From Children’s Literature
…The humorous text, replete with names like sculpture teacher Clay Lumpkin and karate Grand Master HiYa, holds a serious lesson for over scheduling parents. Ernestine’s unhappiness is clear on the jacket, where Beaky’s acrylic paintings show her pulling a wagon filled with equipment for her lessons, while she sorrowfully eyeballs Hugo at play and Nanny checks the schedule. Not quite cartoons, the characters are more doll-like with naturalistic bodies and large, expressive eyes. Full and double-page scenes of action set the stage for each activity, with characters designed to add to the humor. – Ken Marantz and Sylvia Marantz
From The New York Journal of Books
The illustrator has created beautiful and detailed artwork that really helps emphasize Ernestine and her crazy life. The images are creative and funny. Children … will delight in the moral of the story: Sometimes a kid just needs to have time to play, have fun, and exercise only the imagination.

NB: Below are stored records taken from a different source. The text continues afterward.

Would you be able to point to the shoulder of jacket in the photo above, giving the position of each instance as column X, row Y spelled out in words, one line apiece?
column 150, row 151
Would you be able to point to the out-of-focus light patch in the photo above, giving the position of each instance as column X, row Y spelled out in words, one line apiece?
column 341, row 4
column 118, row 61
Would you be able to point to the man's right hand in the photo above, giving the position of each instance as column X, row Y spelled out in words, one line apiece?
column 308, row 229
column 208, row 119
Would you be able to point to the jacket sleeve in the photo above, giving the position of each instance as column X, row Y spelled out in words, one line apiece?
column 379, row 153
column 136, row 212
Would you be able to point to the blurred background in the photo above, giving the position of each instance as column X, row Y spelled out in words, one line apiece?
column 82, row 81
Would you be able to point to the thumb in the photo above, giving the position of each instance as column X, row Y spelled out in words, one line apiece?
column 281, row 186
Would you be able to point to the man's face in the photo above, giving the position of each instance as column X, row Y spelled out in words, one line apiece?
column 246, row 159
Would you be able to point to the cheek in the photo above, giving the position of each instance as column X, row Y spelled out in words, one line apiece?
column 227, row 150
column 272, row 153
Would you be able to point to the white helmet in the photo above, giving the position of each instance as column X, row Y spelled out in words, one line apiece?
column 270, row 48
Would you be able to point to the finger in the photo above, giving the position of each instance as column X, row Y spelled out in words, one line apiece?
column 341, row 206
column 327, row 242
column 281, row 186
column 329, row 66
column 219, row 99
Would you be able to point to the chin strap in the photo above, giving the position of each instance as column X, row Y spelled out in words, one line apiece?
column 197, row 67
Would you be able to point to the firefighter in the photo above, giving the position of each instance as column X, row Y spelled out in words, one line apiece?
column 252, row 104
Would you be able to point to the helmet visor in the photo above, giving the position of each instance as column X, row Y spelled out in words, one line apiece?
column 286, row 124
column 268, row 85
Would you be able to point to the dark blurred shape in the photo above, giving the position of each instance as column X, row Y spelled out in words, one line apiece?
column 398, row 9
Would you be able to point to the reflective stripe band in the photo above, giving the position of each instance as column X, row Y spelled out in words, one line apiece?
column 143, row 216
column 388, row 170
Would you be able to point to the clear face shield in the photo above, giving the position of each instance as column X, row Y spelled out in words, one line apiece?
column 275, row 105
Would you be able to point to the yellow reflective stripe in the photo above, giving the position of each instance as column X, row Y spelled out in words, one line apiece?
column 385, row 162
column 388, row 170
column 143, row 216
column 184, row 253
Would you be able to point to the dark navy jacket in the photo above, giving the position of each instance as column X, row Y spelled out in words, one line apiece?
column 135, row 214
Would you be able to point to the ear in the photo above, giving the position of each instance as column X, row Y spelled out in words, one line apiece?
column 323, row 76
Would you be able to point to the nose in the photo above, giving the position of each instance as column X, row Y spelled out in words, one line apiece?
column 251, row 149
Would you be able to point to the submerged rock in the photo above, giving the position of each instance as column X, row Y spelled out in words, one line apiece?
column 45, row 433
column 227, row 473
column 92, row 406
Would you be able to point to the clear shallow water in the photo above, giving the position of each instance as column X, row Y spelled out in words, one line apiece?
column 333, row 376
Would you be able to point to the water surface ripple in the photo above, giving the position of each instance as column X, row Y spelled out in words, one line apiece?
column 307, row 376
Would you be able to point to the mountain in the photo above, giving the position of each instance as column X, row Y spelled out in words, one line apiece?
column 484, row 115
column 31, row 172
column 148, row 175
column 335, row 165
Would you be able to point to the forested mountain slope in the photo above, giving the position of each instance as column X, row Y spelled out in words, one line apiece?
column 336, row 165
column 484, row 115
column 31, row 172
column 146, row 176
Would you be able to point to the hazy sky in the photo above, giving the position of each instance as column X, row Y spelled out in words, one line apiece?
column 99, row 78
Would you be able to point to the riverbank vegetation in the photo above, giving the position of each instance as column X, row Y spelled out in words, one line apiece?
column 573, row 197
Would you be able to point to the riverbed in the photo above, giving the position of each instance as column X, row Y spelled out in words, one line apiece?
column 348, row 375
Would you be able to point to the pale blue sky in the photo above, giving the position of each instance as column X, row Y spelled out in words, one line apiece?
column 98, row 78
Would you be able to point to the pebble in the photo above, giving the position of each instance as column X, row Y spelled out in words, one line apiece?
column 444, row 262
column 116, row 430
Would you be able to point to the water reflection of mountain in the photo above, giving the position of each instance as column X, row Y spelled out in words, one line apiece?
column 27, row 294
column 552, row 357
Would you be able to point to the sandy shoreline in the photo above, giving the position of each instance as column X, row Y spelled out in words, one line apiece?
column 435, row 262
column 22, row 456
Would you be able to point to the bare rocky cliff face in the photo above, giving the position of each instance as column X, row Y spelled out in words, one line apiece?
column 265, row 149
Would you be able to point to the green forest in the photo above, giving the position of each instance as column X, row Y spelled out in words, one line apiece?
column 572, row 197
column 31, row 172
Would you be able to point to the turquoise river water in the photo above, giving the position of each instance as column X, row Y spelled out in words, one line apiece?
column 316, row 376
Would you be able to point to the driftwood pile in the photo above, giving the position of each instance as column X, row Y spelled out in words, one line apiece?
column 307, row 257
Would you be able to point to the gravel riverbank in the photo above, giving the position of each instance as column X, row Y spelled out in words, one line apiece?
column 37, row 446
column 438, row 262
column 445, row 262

From Library Media Connection
…This will be a fun story for kids to read to their parents. The comical illustrations will have readers engaged. A good read aloud….
From Michigan Reading Journal
Ernestine Buckmeister is a very busy girl. Her parents have every minute of every day planned out for her with the hopes that she “lives life to the fullest”. In the end everyone learns that finding time to play is part of “living life to the fullest.” Children can easily relate to Ernestine’s over-scheduled life and will enjoy the beautiful illustrations. It’s sure to be a favorite.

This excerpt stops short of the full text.